REED, David Aiken (1880-1953)

REED, DAVID AIKEN, a Senator from Pennsylvania; born in Pittsburgh, Pa., December 21, 1880; attended private schools; graduated from Shadyside Academy, Pittsburgh, Pa., in 1896, from Princeton University (N.J.) in 1900, and from the University of Pittsburgh Law School in 1903; admitted to the bar in 1903 and practiced in Pittsburgh, Pa., 1903-1917; chairman of the Pennsylvania Industrial Accidents Commission 1912-1915; during the First World War served as major in the field artillery 1917-1919; resumed the practice of law in Pittsburgh in 1919; appointed as a Republican on August 8, 1922, and elected on November 7, 1922, to the United States Senate to fill the vacancy in the term ending March 3, 1923, caused by the death of William E. Crow, and on the same day was elected for the term commencing March 4, 1923; reelected in 1928, and served from August 8, 1922, to January 3, 1935; unsuccessful candidate for reelection in 1934; chairman, Committee on Expenditures in Executive Departments (Sixty-ninth Congress), Committee on Military Affairs (Seventieth through Seventy-second Congresses); resumed the practice of law in Pittsburgh, Pa.; died in Sarasota, Fla., February 10, 1953; interment in Arlington National Cemetery, Arlington, Va.
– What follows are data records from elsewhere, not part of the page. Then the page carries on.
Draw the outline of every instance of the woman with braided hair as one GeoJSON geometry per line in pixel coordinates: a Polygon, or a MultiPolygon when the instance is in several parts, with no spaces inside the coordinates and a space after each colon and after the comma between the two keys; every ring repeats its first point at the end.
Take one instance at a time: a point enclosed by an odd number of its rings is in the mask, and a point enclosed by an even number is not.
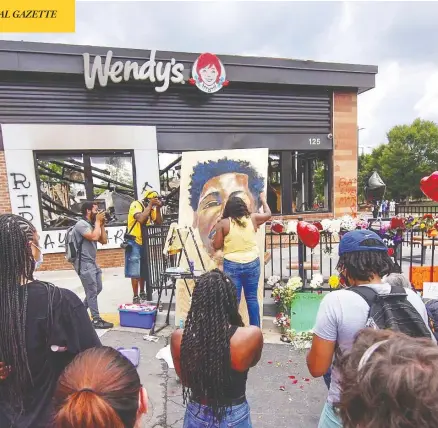
{"type": "Polygon", "coordinates": [[[184,428],[251,427],[248,370],[260,360],[263,335],[244,327],[236,289],[215,269],[196,284],[183,330],[172,334],[175,370],[187,404],[184,428]]]}
{"type": "Polygon", "coordinates": [[[71,291],[37,281],[39,236],[24,218],[0,215],[0,427],[46,427],[57,379],[73,357],[100,346],[71,291]],[[57,349],[65,352],[53,352],[57,349]]]}

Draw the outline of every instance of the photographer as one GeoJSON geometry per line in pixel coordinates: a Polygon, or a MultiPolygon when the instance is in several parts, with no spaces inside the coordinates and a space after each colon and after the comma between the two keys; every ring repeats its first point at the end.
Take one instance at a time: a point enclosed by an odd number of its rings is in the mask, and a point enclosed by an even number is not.
{"type": "Polygon", "coordinates": [[[97,204],[90,201],[82,204],[81,213],[82,219],[73,228],[73,239],[78,245],[74,268],[84,287],[84,305],[90,309],[94,328],[112,328],[112,323],[100,317],[97,305],[97,296],[102,291],[102,270],[96,263],[97,243],[105,245],[108,242],[105,213],[98,212],[97,204]]]}
{"type": "Polygon", "coordinates": [[[155,190],[147,190],[142,201],[132,202],[128,214],[128,227],[125,245],[125,278],[131,278],[133,303],[147,300],[142,278],[141,263],[143,259],[143,238],[141,226],[143,224],[161,224],[162,203],[155,190]],[[138,289],[140,286],[140,295],[138,289]]]}

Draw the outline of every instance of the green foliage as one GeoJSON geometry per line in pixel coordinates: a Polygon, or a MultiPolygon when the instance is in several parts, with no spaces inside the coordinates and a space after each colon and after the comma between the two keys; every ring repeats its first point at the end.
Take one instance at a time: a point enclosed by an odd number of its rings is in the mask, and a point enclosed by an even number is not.
{"type": "Polygon", "coordinates": [[[387,134],[388,143],[376,147],[370,155],[359,157],[358,196],[373,171],[386,184],[386,198],[404,200],[422,198],[420,180],[438,169],[438,126],[416,119],[410,125],[398,125],[387,134]]]}
{"type": "Polygon", "coordinates": [[[314,189],[314,198],[320,202],[324,201],[324,162],[321,160],[316,161],[315,170],[313,174],[313,189],[314,189]]]}

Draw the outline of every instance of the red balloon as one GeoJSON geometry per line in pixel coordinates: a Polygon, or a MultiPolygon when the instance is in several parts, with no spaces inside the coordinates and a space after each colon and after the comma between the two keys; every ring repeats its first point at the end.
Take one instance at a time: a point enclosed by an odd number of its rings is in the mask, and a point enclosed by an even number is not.
{"type": "Polygon", "coordinates": [[[422,178],[420,189],[428,198],[438,202],[438,171],[433,172],[429,177],[422,178]]]}
{"type": "Polygon", "coordinates": [[[299,221],[297,233],[306,247],[313,249],[319,244],[319,230],[315,225],[307,223],[307,221],[299,221]]]}

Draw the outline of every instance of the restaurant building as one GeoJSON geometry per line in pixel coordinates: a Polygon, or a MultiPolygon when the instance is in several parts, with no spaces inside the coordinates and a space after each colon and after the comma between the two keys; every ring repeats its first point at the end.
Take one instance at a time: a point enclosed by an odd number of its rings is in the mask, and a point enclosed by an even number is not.
{"type": "Polygon", "coordinates": [[[69,269],[65,231],[81,201],[95,199],[111,219],[98,261],[121,266],[126,206],[148,186],[177,196],[178,154],[267,147],[275,215],[354,214],[358,95],[376,74],[369,65],[0,41],[0,213],[41,231],[44,269],[69,269]]]}

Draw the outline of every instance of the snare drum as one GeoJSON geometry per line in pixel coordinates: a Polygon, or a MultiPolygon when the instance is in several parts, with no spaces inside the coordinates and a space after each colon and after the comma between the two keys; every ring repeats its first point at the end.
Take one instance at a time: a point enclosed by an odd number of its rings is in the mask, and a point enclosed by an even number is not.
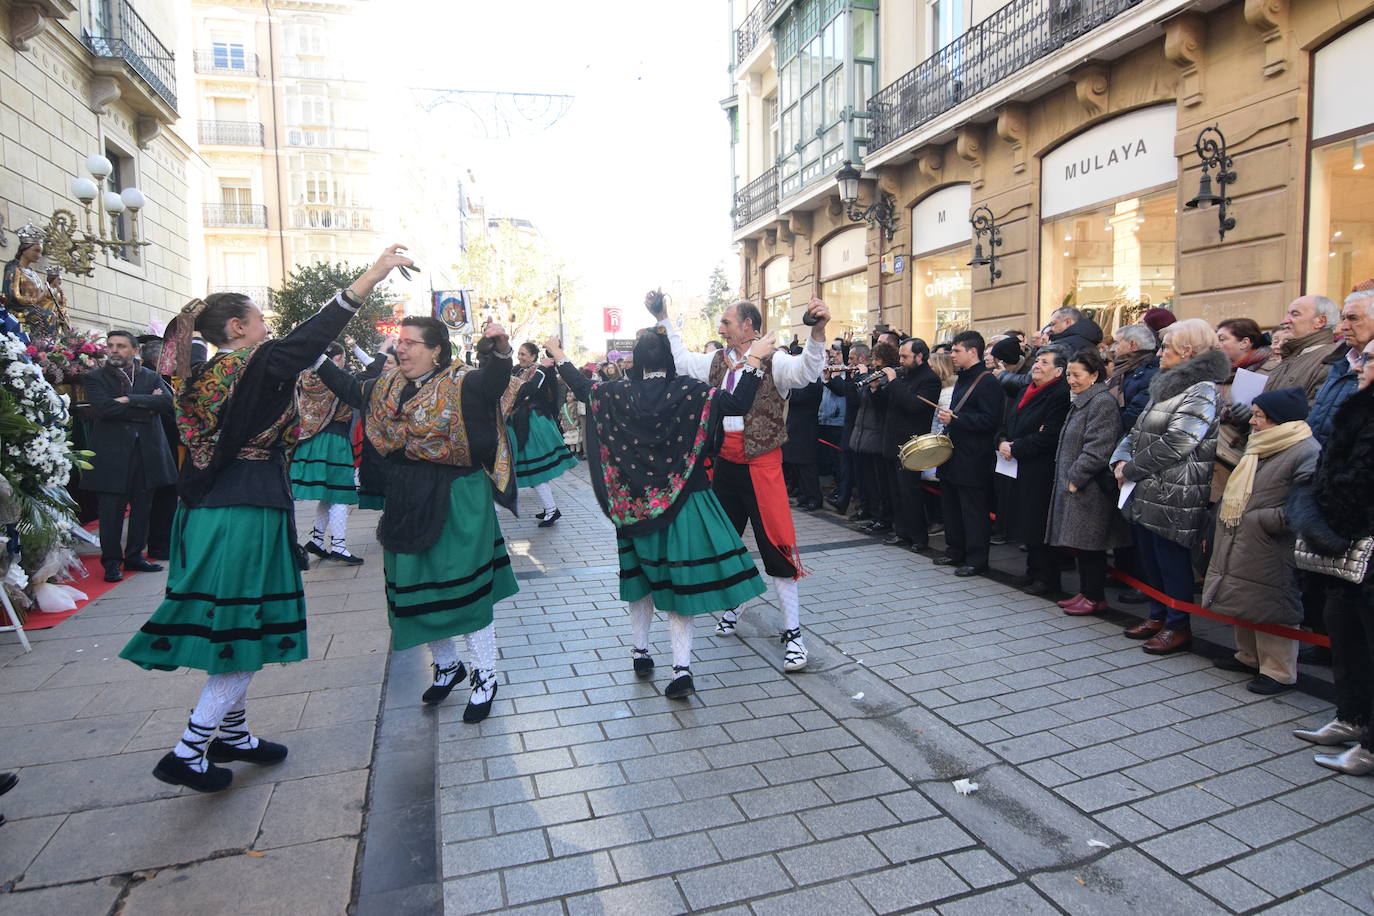
{"type": "Polygon", "coordinates": [[[954,454],[954,443],[944,433],[912,436],[897,450],[897,458],[908,471],[939,467],[954,454]]]}

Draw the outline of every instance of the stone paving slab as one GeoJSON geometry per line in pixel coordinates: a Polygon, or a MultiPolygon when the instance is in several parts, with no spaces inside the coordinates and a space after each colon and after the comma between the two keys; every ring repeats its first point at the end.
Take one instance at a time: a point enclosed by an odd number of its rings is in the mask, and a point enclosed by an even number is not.
{"type": "Polygon", "coordinates": [[[740,638],[694,621],[672,703],[629,670],[609,524],[556,488],[555,529],[502,516],[514,689],[440,713],[449,914],[1374,912],[1374,783],[1289,734],[1325,701],[797,513],[811,666],[781,672],[770,593],[740,638]]]}

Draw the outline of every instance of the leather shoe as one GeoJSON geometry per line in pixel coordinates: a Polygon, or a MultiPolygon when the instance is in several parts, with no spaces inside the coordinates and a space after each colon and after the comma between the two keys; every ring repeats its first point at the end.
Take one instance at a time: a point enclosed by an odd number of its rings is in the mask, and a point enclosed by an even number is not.
{"type": "Polygon", "coordinates": [[[958,576],[960,579],[967,579],[970,576],[976,576],[980,573],[985,573],[987,572],[987,570],[988,568],[986,566],[960,566],[958,569],[954,571],[954,574],[958,576]]]}
{"type": "Polygon", "coordinates": [[[1212,662],[1212,667],[1220,668],[1222,671],[1239,671],[1241,674],[1259,674],[1258,668],[1253,665],[1245,664],[1245,662],[1236,658],[1234,655],[1228,655],[1225,658],[1217,659],[1212,662]]]}
{"type": "Polygon", "coordinates": [[[1140,648],[1151,655],[1169,655],[1186,650],[1193,642],[1193,634],[1187,630],[1160,630],[1140,648]]]}
{"type": "Polygon", "coordinates": [[[205,756],[211,763],[231,763],[235,760],[268,766],[286,759],[286,745],[258,739],[257,747],[235,747],[222,738],[210,742],[205,756]]]}
{"type": "Polygon", "coordinates": [[[1331,667],[1331,650],[1326,646],[1303,646],[1298,651],[1298,661],[1304,665],[1331,667]]]}
{"type": "Polygon", "coordinates": [[[892,537],[883,541],[883,544],[887,547],[910,547],[911,541],[902,537],[900,534],[894,534],[892,537]]]}
{"type": "Polygon", "coordinates": [[[121,569],[119,568],[119,564],[118,564],[118,563],[106,563],[106,564],[105,564],[105,581],[106,581],[106,582],[123,582],[123,581],[124,581],[124,572],[123,572],[123,570],[121,570],[121,569]]]}
{"type": "Polygon", "coordinates": [[[1107,602],[1089,601],[1084,598],[1077,604],[1071,604],[1064,608],[1064,613],[1070,617],[1086,617],[1089,614],[1101,614],[1105,610],[1107,610],[1107,602]]]}
{"type": "Polygon", "coordinates": [[[958,566],[959,561],[953,557],[936,557],[933,561],[936,566],[958,566]]]}
{"type": "Polygon", "coordinates": [[[1292,690],[1293,685],[1276,681],[1267,674],[1257,674],[1253,681],[1245,685],[1245,689],[1262,697],[1272,697],[1275,694],[1292,690]]]}
{"type": "Polygon", "coordinates": [[[1360,733],[1363,731],[1364,729],[1353,723],[1332,719],[1315,730],[1299,728],[1293,732],[1293,737],[1311,741],[1313,744],[1320,744],[1323,747],[1337,747],[1342,744],[1350,744],[1352,741],[1359,741],[1360,733]]]}
{"type": "Polygon", "coordinates": [[[1085,600],[1085,599],[1083,598],[1083,593],[1082,593],[1082,592],[1079,592],[1077,595],[1074,595],[1072,598],[1065,598],[1063,601],[1056,601],[1055,604],[1059,605],[1060,607],[1068,607],[1068,606],[1071,605],[1071,604],[1077,604],[1078,602],[1083,601],[1083,600],[1085,600]]]}
{"type": "Polygon", "coordinates": [[[166,567],[160,563],[149,563],[143,557],[134,557],[124,561],[124,568],[134,572],[162,572],[166,567]]]}
{"type": "Polygon", "coordinates": [[[1128,588],[1116,597],[1122,604],[1145,604],[1150,599],[1139,589],[1128,588]]]}
{"type": "Polygon", "coordinates": [[[1345,773],[1347,776],[1364,776],[1368,773],[1374,773],[1374,751],[1358,744],[1352,748],[1347,748],[1341,754],[1318,754],[1312,759],[1317,762],[1318,766],[1345,773]]]}
{"type": "Polygon", "coordinates": [[[1050,585],[1048,582],[1041,582],[1037,579],[1023,585],[1021,591],[1025,592],[1027,595],[1048,595],[1051,592],[1059,591],[1059,589],[1050,585]]]}
{"type": "Polygon", "coordinates": [[[1162,620],[1142,620],[1135,626],[1122,630],[1121,635],[1127,639],[1149,639],[1162,629],[1164,629],[1164,621],[1162,620]]]}

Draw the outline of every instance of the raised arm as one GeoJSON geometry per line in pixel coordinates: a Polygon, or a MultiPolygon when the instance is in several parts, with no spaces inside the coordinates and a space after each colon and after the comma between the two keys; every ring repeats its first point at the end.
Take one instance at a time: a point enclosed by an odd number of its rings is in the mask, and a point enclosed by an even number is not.
{"type": "Polygon", "coordinates": [[[410,258],[401,254],[404,250],[404,246],[392,245],[348,289],[340,291],[324,308],[296,325],[281,340],[271,341],[265,353],[268,377],[294,381],[301,372],[311,368],[393,268],[415,266],[410,258]]]}
{"type": "Polygon", "coordinates": [[[711,360],[715,354],[693,353],[688,350],[687,345],[682,342],[682,335],[666,317],[658,324],[668,334],[668,346],[673,350],[673,366],[678,373],[706,381],[711,375],[711,360]]]}
{"type": "Polygon", "coordinates": [[[735,390],[716,389],[716,407],[723,416],[742,417],[754,406],[754,395],[758,393],[759,382],[763,379],[763,361],[771,349],[767,341],[754,341],[745,357],[744,371],[735,380],[735,390]]]}
{"type": "Polygon", "coordinates": [[[559,378],[563,379],[563,384],[572,391],[573,397],[586,403],[592,396],[592,380],[568,362],[568,356],[563,352],[563,342],[557,337],[550,337],[544,341],[544,349],[549,351],[550,358],[558,368],[559,378]]]}
{"type": "Polygon", "coordinates": [[[511,349],[506,329],[492,322],[482,332],[477,342],[477,368],[471,370],[469,385],[476,385],[477,392],[484,401],[495,404],[505,394],[510,384],[511,366],[515,351],[511,349]]]}
{"type": "Polygon", "coordinates": [[[315,371],[319,374],[320,381],[324,382],[325,387],[334,392],[340,401],[354,410],[362,410],[367,406],[363,399],[363,382],[367,380],[366,376],[355,377],[353,373],[345,372],[334,365],[332,359],[320,363],[315,371]]]}

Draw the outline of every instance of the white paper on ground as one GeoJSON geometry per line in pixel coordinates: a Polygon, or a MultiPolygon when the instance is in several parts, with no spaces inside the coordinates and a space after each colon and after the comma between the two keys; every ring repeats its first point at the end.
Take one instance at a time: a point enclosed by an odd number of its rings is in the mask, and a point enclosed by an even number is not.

Historical Society of Western Pennsylvania
Pittsburgh, PA
Papers: September 28, 1945. 1 letter. From Douglas MacArthur concerning U.S. interest in Pacific.

Pennsylvania Historical and Museum Commission
Harrisburg, PA
Papers: 35 items (1923-1924, 1928-1932, 1934) contained in various collections. Political correspondence and several telegrams. Finding aid.

Princeton University
Seeley G. Mudd Library
Princeton, NJ
Papers: 1914-1940. 1 cubic foot. 7 scrapbooks and 1 folder containing clippings, two letters of commendation, a few photographs, a testimonial, three army documents, and printed copies of a few speeches.

University of Pennsylvania
Philadelphia, PA
Papers: Correspondence (1934) in Senate Committee on Foreign Relations correspondence with Theodore Dreiser, 1934.